Ainsi, la femme vit parce que la communauté est trop corrompue pour se protéger contre le désordre.

 

Un autre rabbin, une autre ville. Il va près d'elle, arrête la foule et, comme dans l'autre histoire, dit:

 

- Lequel d'entre vous est sans péché? Qu'il jette la première pierre.

 

Les gens sont déconcertés, oublient leur objectif commun dans le souvenir de leurs péchés individuels. Un jour, se disent-ils, je serai peut-être comme cette femme et j'espérerai le pardon et la possibilité de me racheter. Je dois agir avec elle comme je voudrais qu'on agisse avec moi.

 

Tandis que leurs mains s'ouvrent et que les pierres tombent sur le sol, le rabbin en ramasse une, la lève au-dessus de la tête de la femme et l'abat de toutes ses forces sur son crâne. Elle lui écrase la tête et éparpille sa matière cérébrale sur les pavés.

 

- Je ne suis pas exempt de péché, dit-il aux gens. Mais si nous autorisons exclusivement les gens parfaits à appliquer la loi, la loi sera bientôt lettre morte, et notre ville avec.

 

Ainsi, la femme meurt parce que la communauté est trop rigide pour supporter la déviance.

 

La version célèbre de l'histoire est remarquable parce qu'elle est extraordinairement rare dans notre expérience. Presque toutes les communautés oscillent entre la décrépitude et la rigor mortis et, lorsqu'elles vont trop loin, elles meurent.

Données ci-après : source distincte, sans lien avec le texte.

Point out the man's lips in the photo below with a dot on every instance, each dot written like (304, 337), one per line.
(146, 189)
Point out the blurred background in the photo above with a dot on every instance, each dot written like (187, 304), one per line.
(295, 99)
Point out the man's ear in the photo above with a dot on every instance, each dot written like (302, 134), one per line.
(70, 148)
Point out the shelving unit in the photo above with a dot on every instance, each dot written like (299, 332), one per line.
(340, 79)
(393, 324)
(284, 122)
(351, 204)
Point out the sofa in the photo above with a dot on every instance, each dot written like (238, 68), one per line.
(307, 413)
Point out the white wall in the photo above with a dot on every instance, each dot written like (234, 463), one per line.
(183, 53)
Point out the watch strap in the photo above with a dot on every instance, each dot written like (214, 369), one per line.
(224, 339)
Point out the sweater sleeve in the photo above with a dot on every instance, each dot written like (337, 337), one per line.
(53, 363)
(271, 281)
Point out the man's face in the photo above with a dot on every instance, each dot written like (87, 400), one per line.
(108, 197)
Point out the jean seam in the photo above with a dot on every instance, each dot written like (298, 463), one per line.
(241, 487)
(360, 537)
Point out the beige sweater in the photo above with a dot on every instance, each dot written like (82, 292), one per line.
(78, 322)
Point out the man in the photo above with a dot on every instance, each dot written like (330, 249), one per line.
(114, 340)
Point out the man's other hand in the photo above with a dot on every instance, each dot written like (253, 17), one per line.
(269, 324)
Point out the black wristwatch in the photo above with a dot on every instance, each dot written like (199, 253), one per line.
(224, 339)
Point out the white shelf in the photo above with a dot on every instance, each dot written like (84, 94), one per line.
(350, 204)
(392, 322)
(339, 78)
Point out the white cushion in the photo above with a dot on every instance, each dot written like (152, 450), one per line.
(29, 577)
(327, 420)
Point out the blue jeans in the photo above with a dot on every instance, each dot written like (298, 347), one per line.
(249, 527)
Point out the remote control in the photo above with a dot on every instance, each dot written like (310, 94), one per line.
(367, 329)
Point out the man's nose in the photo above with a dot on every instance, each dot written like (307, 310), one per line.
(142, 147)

Un seule rabbin a osé nous croire capables d'un équilibre parfait nous permettant de conserver la loi tout en acceptant la déviance. Alors, naturellement, nous l'avons tué.

 

San Angelo, Lettre à un hérétique potentiel, trad: Amai a Tudomundo Para Que Deus Vos Ame Cristão, 103:72:54:2"

 

extraits du Cycle d'Ender tome 2: La Voix des Morts. Auteur: Orson Scott Card. Traduit de l'Américain par Daniel Lemoine.